O texto de Jorge nos convida ao
conhecimento do que (e o porquê) os brasileiros nunca conseguiram ser. Sua
máquina datilográfica parece ainda ressoar, é atemporal. Enquanto Barretos existir,
Jorge será lembrado. Viva os seus 99!
ARTIGO PUBLICADO NO JORNAL "O DIÁRIO DE BARRETOS" EM 27 DE ABRIL DE 2021 (página 2) PELA PROFª KARLA ARMANI MEDEIROS
Os jornais e livros antigos sobre
Barretos revelam muito mais do que aparentam; deixam escapar desabafos e
indignações. Neles, uma característica sempre me chamou a atenção: o uso das
expressões “mentalidade bovina”, “bovinismo” e “mentalidade de cimento armado”.

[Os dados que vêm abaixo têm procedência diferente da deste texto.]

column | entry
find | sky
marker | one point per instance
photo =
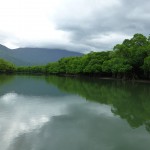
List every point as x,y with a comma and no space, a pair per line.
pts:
76,25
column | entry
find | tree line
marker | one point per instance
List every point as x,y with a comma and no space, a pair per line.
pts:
128,60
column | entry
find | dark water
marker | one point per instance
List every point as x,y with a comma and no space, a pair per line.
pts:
58,113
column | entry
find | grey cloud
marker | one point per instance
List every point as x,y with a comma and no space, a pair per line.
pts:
124,19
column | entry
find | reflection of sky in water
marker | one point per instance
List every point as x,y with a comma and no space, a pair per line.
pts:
67,122
22,114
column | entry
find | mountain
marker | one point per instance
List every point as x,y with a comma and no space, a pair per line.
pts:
34,56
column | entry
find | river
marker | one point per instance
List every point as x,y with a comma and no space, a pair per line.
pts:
64,113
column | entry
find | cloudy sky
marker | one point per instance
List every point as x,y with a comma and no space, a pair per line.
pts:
78,25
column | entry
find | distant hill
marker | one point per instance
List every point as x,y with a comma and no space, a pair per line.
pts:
34,56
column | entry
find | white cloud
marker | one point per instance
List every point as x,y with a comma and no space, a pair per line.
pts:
71,24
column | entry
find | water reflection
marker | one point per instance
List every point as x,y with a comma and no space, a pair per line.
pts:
52,113
24,114
129,100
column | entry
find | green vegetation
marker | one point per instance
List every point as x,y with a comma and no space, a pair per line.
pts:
6,67
129,60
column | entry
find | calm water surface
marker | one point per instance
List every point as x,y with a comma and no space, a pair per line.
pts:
58,113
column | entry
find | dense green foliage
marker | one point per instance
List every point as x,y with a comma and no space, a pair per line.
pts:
129,60
6,67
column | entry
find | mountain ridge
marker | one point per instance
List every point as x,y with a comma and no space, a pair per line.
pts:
34,56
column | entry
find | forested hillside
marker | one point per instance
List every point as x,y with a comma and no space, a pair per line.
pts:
128,60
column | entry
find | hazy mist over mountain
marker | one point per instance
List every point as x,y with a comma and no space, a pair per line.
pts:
34,56
80,25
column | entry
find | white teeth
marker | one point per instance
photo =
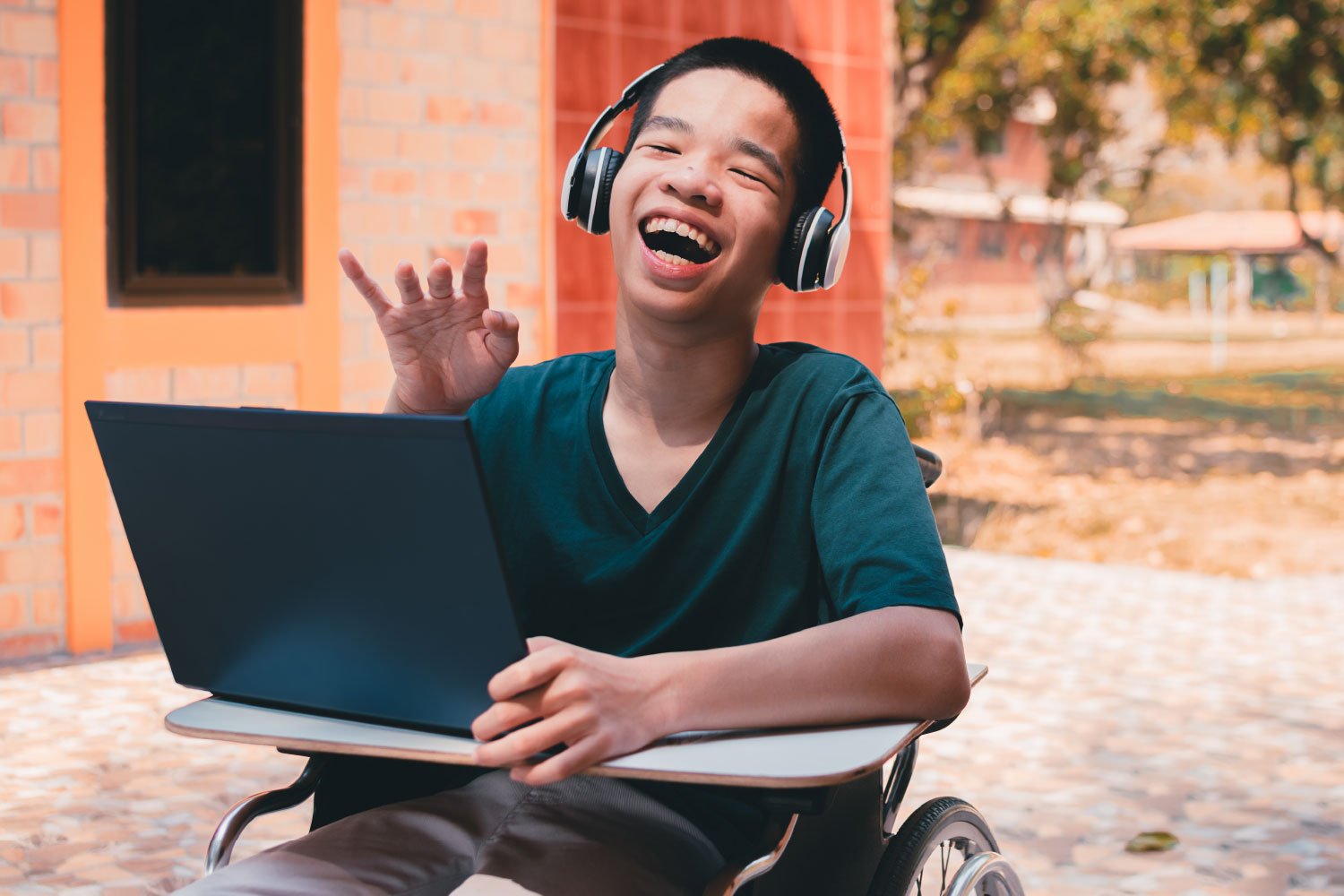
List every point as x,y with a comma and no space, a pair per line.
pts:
674,226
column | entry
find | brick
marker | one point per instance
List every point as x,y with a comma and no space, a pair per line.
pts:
32,476
470,151
11,433
42,433
30,211
13,77
46,346
366,220
46,83
137,632
128,599
32,564
354,27
451,35
504,115
351,180
421,220
139,384
46,257
476,222
268,379
13,349
354,104
426,70
30,303
424,145
476,77
521,222
13,525
454,185
13,257
30,645
363,142
392,182
191,384
511,45
29,121
394,30
502,187
46,168
394,107
30,390
480,8
448,109
13,167
32,34
48,607
360,65
13,610
510,258
47,519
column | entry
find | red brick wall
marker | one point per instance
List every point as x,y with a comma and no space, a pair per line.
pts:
602,45
31,471
440,142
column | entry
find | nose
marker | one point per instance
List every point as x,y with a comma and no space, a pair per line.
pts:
693,183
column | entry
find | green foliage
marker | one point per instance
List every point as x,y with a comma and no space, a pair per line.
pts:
1271,70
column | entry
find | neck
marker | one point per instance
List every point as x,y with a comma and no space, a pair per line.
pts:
679,383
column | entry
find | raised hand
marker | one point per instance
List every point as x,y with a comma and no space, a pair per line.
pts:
448,346
596,704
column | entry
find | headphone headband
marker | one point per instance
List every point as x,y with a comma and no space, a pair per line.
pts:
811,258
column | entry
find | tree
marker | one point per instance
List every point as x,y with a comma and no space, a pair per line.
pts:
1271,72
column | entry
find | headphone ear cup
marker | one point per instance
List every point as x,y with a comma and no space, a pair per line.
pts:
594,196
804,260
790,257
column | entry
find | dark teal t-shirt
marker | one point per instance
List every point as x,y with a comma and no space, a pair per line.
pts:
806,506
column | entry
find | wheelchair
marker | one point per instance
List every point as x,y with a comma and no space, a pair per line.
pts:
836,840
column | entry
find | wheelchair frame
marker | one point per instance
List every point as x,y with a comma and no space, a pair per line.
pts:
857,818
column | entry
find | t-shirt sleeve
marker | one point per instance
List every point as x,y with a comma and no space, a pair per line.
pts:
874,528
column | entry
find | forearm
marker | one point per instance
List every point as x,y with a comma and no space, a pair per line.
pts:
895,662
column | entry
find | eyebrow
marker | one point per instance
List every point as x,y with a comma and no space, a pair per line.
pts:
741,144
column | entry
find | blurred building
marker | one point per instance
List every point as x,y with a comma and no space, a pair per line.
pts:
175,180
976,223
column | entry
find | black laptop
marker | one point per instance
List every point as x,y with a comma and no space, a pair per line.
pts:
335,563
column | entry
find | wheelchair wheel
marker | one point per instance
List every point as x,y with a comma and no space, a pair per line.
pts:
922,857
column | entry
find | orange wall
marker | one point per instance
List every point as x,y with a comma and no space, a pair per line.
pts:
602,45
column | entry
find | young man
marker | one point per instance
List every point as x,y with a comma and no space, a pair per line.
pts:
702,532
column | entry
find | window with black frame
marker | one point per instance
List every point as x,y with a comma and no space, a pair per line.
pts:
203,152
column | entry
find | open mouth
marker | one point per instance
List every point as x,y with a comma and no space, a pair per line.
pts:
676,242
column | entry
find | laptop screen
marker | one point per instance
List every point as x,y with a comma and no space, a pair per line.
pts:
343,563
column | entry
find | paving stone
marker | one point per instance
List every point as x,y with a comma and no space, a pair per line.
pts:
1118,700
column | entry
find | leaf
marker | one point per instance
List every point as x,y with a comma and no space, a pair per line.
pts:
1152,841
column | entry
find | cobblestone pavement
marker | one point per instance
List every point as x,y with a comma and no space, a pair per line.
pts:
1118,700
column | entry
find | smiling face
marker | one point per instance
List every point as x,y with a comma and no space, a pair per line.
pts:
702,201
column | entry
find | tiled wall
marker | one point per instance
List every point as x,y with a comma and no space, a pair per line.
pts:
440,142
31,470
602,45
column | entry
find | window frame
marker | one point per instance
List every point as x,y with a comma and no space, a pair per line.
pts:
129,289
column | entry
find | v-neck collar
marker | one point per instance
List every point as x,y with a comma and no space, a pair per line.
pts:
642,520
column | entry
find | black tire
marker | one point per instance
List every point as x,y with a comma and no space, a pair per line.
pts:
935,840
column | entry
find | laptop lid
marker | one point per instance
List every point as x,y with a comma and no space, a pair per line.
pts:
341,563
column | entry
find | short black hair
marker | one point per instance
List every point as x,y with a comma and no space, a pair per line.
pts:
819,129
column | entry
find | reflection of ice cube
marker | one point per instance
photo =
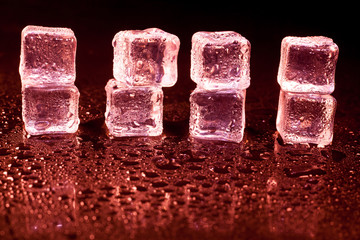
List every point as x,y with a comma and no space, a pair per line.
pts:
308,64
50,109
220,60
147,57
306,118
133,111
217,114
47,55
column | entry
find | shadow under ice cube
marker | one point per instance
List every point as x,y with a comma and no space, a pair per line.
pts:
217,114
146,57
306,118
220,60
308,64
50,109
133,111
47,55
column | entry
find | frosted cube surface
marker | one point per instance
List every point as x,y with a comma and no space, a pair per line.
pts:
308,64
217,114
220,60
50,109
47,55
306,118
133,111
146,57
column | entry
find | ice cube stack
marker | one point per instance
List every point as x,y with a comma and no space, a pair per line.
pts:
220,65
50,99
144,62
306,76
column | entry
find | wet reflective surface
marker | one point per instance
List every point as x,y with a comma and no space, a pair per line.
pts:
88,186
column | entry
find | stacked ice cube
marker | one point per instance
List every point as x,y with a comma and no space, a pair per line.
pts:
306,76
220,65
50,99
144,62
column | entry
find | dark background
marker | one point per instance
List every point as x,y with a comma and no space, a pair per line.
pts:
259,189
263,23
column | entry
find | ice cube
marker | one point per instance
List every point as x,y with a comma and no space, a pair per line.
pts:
146,57
308,64
47,55
133,111
217,114
306,118
50,109
220,60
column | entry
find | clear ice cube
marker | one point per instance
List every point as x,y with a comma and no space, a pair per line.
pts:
217,114
47,55
306,118
220,60
50,109
308,64
133,111
146,57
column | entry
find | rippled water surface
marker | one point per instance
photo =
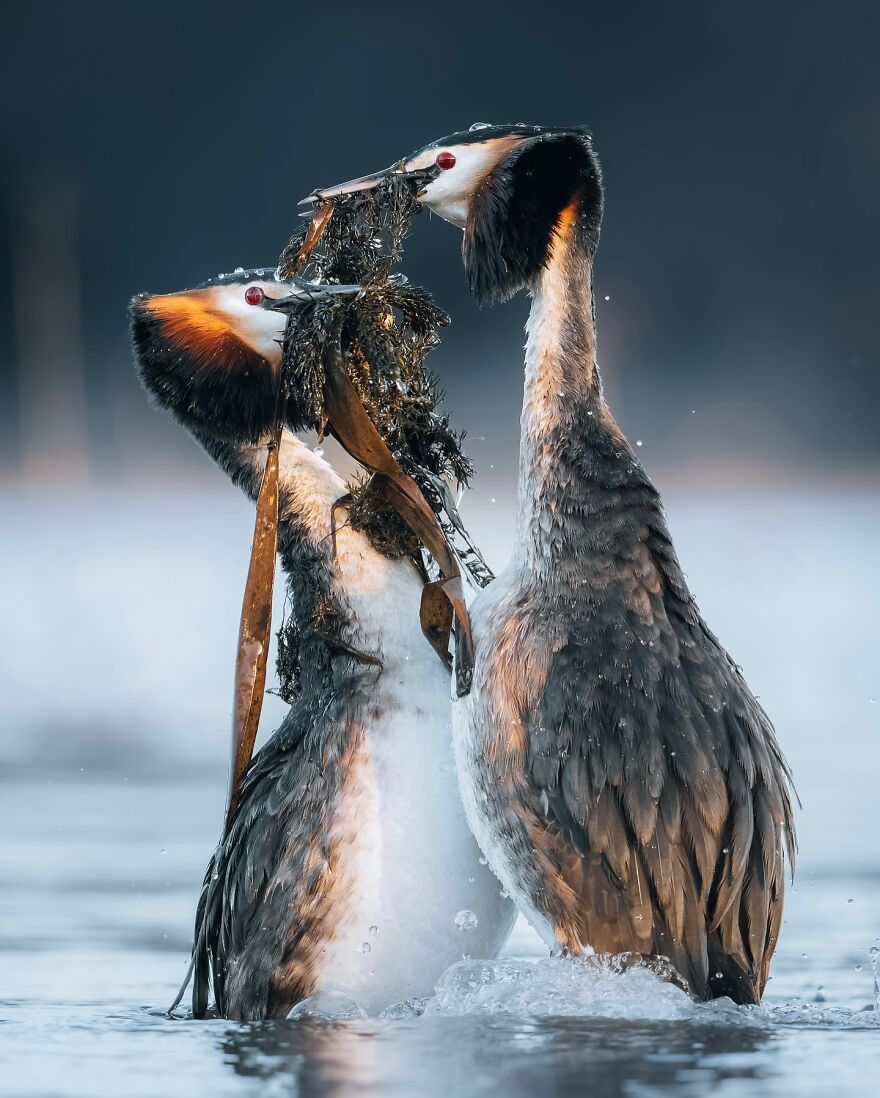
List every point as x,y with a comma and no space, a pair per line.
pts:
111,792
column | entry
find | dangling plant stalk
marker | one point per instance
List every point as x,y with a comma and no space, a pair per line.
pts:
255,625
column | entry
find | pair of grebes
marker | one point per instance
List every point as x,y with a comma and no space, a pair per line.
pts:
609,774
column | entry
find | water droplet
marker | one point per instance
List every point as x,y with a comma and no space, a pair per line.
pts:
466,920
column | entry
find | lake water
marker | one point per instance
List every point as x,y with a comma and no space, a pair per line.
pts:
114,685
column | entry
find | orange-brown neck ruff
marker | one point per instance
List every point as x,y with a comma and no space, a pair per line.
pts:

A última foi grafada, em tom de desabafo, pelo escritor Osório Rocha em seu
“Barretos de Outrora”, e a primeira encontra-se em algumas edições da imprensa,
especialmente o “Correio de Barretos”.
A
tal “mentalidade bovina” é uma inteligente metáfora usada para descrever o
conservadorismo de certas classes barretenses – em principal, parte de uma
poderosa elite – que, avessas às mudanças, engessavam processos que poderiam
trazer novidades, modernidade e abalar a ordem social. A intenção dos adeptos
ao bovinismo, portanto, era não apoiar iniciativas “ousadas” em nome de
moralismo (ou de nada).
Como exemplo, dois episódios
interessantes denunciam a tal mentalidade bovina, ambos envolvendo a Educação
em Barretos. O primeiro, em 1931, a partir da criação do Ginásio Municipal de
Barretos, cuja instalação foi encabeçada por Osório Rocha com a “Sociedade
Escolas de Barretos”. Na época, existiram figurões que foram contrários à
criação da primeira escola secundária de Barretos; para eles, quem quisesse
estudar depois do 4º ano, a opção seria Bebedouro. Em situação parecida,
pulando para 1964, a origem da Fundação Educacional de Barretos, a primeira
instituição de ensino superior na cidade, também passou intemperes do bovinismo
(somado a rivalidades políticas), que achava desnecessária e impossível a vinda
de professores de “tão longe”.
Tratando-se de Barretos, a tal
mentalidade foi denominada “bovina” em alusão à pecuária e ao gado tangido,
imortalizando uma característica da nossa própria origem. O problema foi a
perpetuação dessa mentalidade ao longo das décadas e, pior, na contramão das
ações intelectuais modernas e de projetos tão sólidos como a Educação. E não é
de se espantar que ela ainda apareça por aqui. Habemus.